中国新規雇用18%減、3カ月連続 消費停滞に拍車

中国新規雇用18%減、3カ月連続 消費停滞に拍車
https://www.nikkei.com/article/DGXZQOGM1536E0V11C21A2000000/

『【北京=川手伊織】中国の雇用回復がもたついている。都市部の新規雇用は11月、前年同月比18%減り3カ月連続のマイナスとなった。新型コロナウイルスの感染再拡大でサービス業が打撃を受けたほか、中小零細企業は資源高で収益が悪化しているためだ。所得は伸びにくく、必需品も値上がりしており消費の停滞に拍車をかけている。

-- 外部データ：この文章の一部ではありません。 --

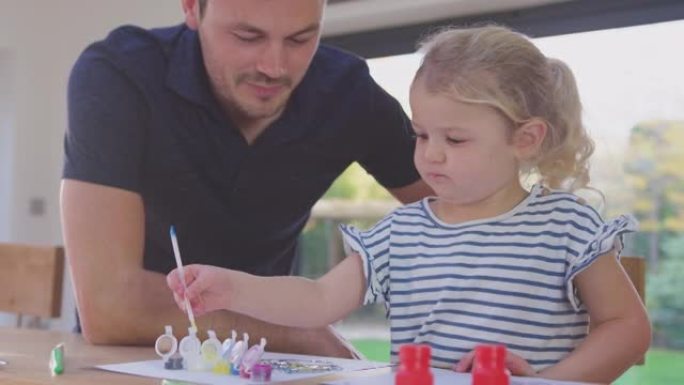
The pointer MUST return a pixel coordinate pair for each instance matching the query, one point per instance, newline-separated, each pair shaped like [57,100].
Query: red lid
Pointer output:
[489,366]
[414,365]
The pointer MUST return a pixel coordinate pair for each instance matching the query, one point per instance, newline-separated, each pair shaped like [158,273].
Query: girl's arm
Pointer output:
[288,301]
[620,330]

中国人力資源社会保障省によると、1~11月の新規雇用は前年同期比9.8%増の1207万人となった。すでに年間目標の「1100万人以上」は達成した。ただ単月でみると、9月から前年同月を下回る。最近の雇用回復の鈍さが浮き彫りになる。

理由の一つがサービス業の不振だ。10月下旬から新型コロナが再びまん延し、首都・北京市を中心に移動制限が強まった。11月の飲食店収入は前年同月比2.7%の減少に転じた。中国国家統計局がまとめた11月の購買担当者景気指数(PMI)をみると、外食や運輸、宿泊、娯楽は好不調の境目である50を下回った。

就業者の8割が働く中小零細企業の雇用吸収力も落ちている。資源高でコストが上がっても製品価格に転嫁しにくく、収益が悪化。調査対象に民営企業が多い長江商学院の経営状況指数は11月、1年5カ月ぶりに50を下回った。

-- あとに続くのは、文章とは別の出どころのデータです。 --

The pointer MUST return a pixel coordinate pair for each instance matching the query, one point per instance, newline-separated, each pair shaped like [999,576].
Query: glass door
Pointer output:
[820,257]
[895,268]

政府の雇用統計には、都市部の調査失業率もある。11月は5.0%と、これまで5%前後で推移してきた。安定しているようにみえるが、仕事の見つからない出稼ぎ労働者は農村に帰るケースもある。実態とかけ離れているとの批判は根強い。

雇用の質も課題だ。配達員などネットで単発の仕事を得るギグワーカーは2億人に上る。給与や社会保障など待遇が不安定なら、就業者の心理は改善しにくい。2022年は大学や大学院の卒業生が1000万人を超える公算で、若年雇用も大きな問題だ。

雇用回復がもたつけば、個人の所得も増えにくい。さらに家計は、食品や燃料の価格上昇にも直面する。11月の社会消費品小売総額(小売売上高)は名目ベースで前年同月比3.9%増えた。ただ物価変動を加味した実質ベースでみると、0.5%増にとどまった。20年9月にプラスに戻って以降、最小の伸びとなった。必需品の値上がりも踏まえ、節約意識を強めた消費者が購入する数を抑えていることを示す。

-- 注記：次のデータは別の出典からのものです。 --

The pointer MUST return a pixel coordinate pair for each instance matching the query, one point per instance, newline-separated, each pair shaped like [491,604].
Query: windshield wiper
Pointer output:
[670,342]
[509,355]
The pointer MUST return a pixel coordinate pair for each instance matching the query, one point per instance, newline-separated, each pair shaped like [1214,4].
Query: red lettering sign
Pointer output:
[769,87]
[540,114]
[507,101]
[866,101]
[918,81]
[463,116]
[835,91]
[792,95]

企業部門も勢いを欠く。11月の工業生産は3.8%増えたが、昨年まで各年11月は5~7%伸びていた。政府の環境規制をうけセメントや粗鋼は減少が続く。電力不足は和らいだが、発電量は0.2%の伸びにとどまり、経済活動の鈍さを物語る。

政府が投機の抑制を強める不動産開発投資も、単月でみると3カ月連続で減少した。政府は銀行による不動産金融の過度な引き締めを是正するように指導したが、11月の企業向け中長期資金の貸し出しは4割落ち込み、5カ月連続でマイナスとなった。

中国共産党は8~10日に開いた経済政策の重要会議、中央経済工作会議で「中国経済の成長は需要縮小、供給ショック、先行きへの期待低下という3つの課題に直面している」と言及した。

政府系シンクタンクを含めて、前年同期と比べた10~12月の実質経済成長率は3%台に減速するとの予測は多い。7~9月の4.9%を下回る。当局は22年の景気を下支えするため、新たな減税や社会保険料など企業のコスト削減策で内需の拡大を促す方針だ。』